Hello! In computer science, there are numerous acronyms that are commonly used. However, not all the time you know what they mean. Although some can be more complicated than others, today we will talk specifically about the differences between FTP and SFTP. Files Transfer Protocol is a protocol created to be able to transfer information between different systems. Within the hosting ecosystem, it is very relevant because it is an ally to upload or download information to our hosting in a quick and easy way. Certainly, the use of hosting is relatively new. However, this protocol was born in 1974. Although it was originally intended for other purposes, its operation evolved to its present form in 1985.
How FTP works.
FTP is based on a client-server configuration. Therefore, it allows you to transmit information regardless of the operating system you use. Even the system used by the hosting provider (Windows, Linux, MAC, etc.) is not relevant. To be able to use it, it is necessary to have a server and also a client. Check our tutorials to learn more about each type.
The communication is initiated when a connection is made from the client to the server. In addition, this connection is negotiated through the network port 21, also called control port. However, this will not be the port through which the information will be sent or downloaded. Indeed, this depends on the FTP mode selected.
Active mode: the server opens the initial connection. Consequently, it opens the connection on its port 20 and connects to the client on a random port greater than 1024. Moreover, this port is specified by the FTP client itself. Note that this is the least recommended option. Indeed, its use implies having a fairly wide range of ports open on your computer. It certainly carries many security risks.
Passive mode: the client opens the initial connection. In addition, it is the server that indicates which port to open. It will always be done on a network port greater than 1024 of the servers. Therefore, it is not necessary to have open ports on the computer. This is logical, since it will be the server that will open the connection.
We have already mentioned that the FT protocol was created several years ago. Even before hackers existed. Therefore, it was not recognized as a secure protocol. In fact, the information that travels between computer and server is in plain text. That is, without any kind of encryption.
What does the lack of encryption imply?
Well, this implies a considerable risk that the data will be captured. Indeed, an attacker could see our connection data and even view the information we are uploading. Even worse, they could download it using a Sniffer type software. These tools are capable of scanning the network for vulnerabilities.

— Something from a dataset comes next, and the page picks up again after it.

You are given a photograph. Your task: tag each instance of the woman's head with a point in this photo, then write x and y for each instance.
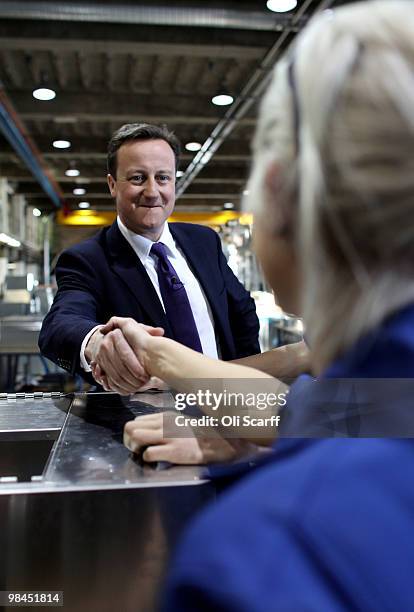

Suppose you make a connection using plain FTP. As a result, you will see a warning that the connection is not secure. We have established that the FTP connection is not secure at all. Because of this, two secure versions were subsequently born: FTPS and SFTP. Although they are almost the same acronym, they are not at all the same. Let’s take a look at what each one consists of.
Secure versions of FTP: FTPS and SFTP
What is FTPS?
FTPS works in the same way as conventional FTP. However, the main difference is that it has an SSL/TLS encryption layer underneath. Also, this layer is provided by a security certificate. It is known as Secure FTP and there are two types of connection:
- Explicit FTPS: This is the month used. In addition, we also recommend its use. A normal, unencrypted connection is made. However, before sending any sensitive data, TLS negotiation is required to encrypt the connection.
- Implicit FTPS: It is in disuse. In fact, it is not available on most servers. The negotiation of the secure connection is done before any FTP command is sent.
What is SFTP?
SFTP is a wholly different protocol from conventional FTP. Indeed, it is based on the SSH (Secure Shell) protocol. In addition, the entire connection is encrypted and made through network port 22. They differ not only in encryption. Additionally, it is a protocol with more functionalities than conventional FTP. For example, we have the execution of CLI (Command Line Interface) commands.
SFTP stands for Secure File Transfer Protocol. Through it, we can exchange encrypted data between the client and the server. It uses Secure Shell (SSH) for this purpose. In addition, we can not only transfer files via SFTP. Indeed, we can view directories, rename them or limit rights. An SFTP program allows you to upload files for your website to your webspace. We can even create a backup of the website with SFTP. With a SFTP program, you can also delete entire files and folders. Indeed, if you delete contents, they will no longer appear to visitors of your website. In short, SFTP is the successor to FTP. The major difference is greater security. This is indicated by the addition Secure.
Security is a fundamental concern in any technology environment. Certainly, in the world of hosting, it is an element that also depends on the provider. However, it is primarily an element to be taken care of by the user. Today we talked about the differences between FTP and SFTP. Logically, you may have noticed that the main difference is related to security. Therefore, it is not currently recommended using a conventional FTP connection to connect. There are certainly exceptions. For example, we can use them for specific cases for reasons of urgency. Mostly when we need a fast connection and do not have much time to configure it. Moreover, when the data to be shared is not sensitive.
Consequently, when you connect via FTP to upload or download data, remember to always do it via FTPS or SFTP. This way, we are taking care of our data. Please keep in mind that hackers are always on the prowl. Therefore, it is our duty to make things more difficult for them. See you soon!